Bild: Je weiter man „nach links kommt, desto höher wird der Anteil von Mensc…
Journalisten mögen keine Leserbriefschreiber. Zumindest die nicht, die
ihnen vorhalten, Journalisten seien dumm, naiv und vernagelt. Die
Geschmähten können solche Leserbriefschreiber ignorieren. Das klappt
manchmal. Sie können versuchen, sie zu überzeugen. Das klappt nicht so gut.
Oder sie werden selbst zu einer Art Leserbriefschreiber. Diesen Weg geht
Jan Fleischhauer.
Fleischhauer ist Autor des Buchs „Unter Linken – Von einem, der aus
Versehen konservativ wurde“. Unter dem Titel [1][„Der Schwarze Kanal“]
schreibt er auf Spiegel Online wöchentlich über das, was er für
Folgeschäden linken Gedankenguts hält.
Wie sieht konservative Gesellschaftskritik heute aus? Eine Passage über die
SPD bei den Koalitionsverhandlungen illustriert sehr gut Fleischhauers
Herangehensweise. Er skizziert die Lebenswege von Gabriel, Steinmeier und
Nahles und folgert:
„Was fällt uns auf? Alle drei Spitzenleute der SPD haben ein Studium
abgeschlossen, das ist löblich. Aber keiner hat sein Geld jemals außerhalb
der Politik oder des Öffentlichen Dienstes verdient. Man kann das auch bei
anderen Parteien überprüfen: Je weiter man nach links kommt, desto höher
wird der Anteil von Menschen, die nie einen Betrieb von innen gesehen
haben, es sei denn bei einem Besuch, oder selber unternehmerisch tätig
waren.“
## Das Fleischhauer'sche „Wir“
Fleischhauers Frage soll Nähe zu den Lesern suggerieren: Ich denke wie ihr.

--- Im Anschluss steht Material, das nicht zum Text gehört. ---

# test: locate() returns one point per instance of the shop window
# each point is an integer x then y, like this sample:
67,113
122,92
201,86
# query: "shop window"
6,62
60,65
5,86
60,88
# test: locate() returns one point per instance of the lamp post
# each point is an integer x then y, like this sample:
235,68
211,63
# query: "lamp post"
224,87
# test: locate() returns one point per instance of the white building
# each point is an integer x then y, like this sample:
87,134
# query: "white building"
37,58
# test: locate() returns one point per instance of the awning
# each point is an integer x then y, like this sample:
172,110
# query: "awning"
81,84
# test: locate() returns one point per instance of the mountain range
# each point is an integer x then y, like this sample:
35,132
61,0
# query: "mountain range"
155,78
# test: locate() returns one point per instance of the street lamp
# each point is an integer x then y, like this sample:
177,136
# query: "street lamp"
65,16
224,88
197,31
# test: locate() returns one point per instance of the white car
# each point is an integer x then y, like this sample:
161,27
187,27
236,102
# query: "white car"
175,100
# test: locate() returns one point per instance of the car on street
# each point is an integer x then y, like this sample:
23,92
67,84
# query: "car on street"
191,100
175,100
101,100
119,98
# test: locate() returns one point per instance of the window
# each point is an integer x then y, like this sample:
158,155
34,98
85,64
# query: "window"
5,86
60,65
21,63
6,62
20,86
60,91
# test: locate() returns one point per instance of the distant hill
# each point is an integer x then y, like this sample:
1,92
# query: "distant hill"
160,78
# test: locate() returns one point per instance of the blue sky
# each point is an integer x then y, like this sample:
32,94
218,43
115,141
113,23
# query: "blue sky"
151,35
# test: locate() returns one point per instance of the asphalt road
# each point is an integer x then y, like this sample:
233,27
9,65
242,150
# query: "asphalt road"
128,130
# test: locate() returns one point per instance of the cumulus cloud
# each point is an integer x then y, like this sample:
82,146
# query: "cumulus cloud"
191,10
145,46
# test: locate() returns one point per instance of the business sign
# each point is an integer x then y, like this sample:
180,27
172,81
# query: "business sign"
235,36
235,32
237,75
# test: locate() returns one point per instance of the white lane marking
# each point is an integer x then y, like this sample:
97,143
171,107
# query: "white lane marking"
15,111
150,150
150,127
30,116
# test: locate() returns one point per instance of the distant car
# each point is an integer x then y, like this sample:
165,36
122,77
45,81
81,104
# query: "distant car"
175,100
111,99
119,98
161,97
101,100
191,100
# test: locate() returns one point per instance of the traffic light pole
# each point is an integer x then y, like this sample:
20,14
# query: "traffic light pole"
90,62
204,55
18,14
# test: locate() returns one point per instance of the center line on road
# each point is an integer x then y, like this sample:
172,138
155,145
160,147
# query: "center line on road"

Es folgt die Gleichung: Je linker, desto weltfremder. Das Fleischhauer’sche
„Wir“ bilden die normalen, hart arbeitenden, pragmatischen, klar denkenden
Menschen. Nicht diese Leute, die ihr Geld niemals außerhalb des Politik-
und Medienbetriebs verdient haben. Also Leute wie Fleischhauer selbst.
Dieser Antiintellektualismus lässt sich auch so verstehen: Je mehr
Lebenserfahrung abseits der Politik ein Politiker gesammelt hat, desto
konservativer ist er. Wenn das stimmt, sind Helmut Kohl, Philipp Mißfelder
und Roland Koch Linksradikale.
Vielleicht findet Fleischhauer auch deshalb so viel Anklang, weil er ein
weit verbreitetes Bedürfnis befriedigt. Der Konservatismus hat nicht nur
seine Inhalte verloren, sondern, was fast noch wichtiger ist, seine Formen.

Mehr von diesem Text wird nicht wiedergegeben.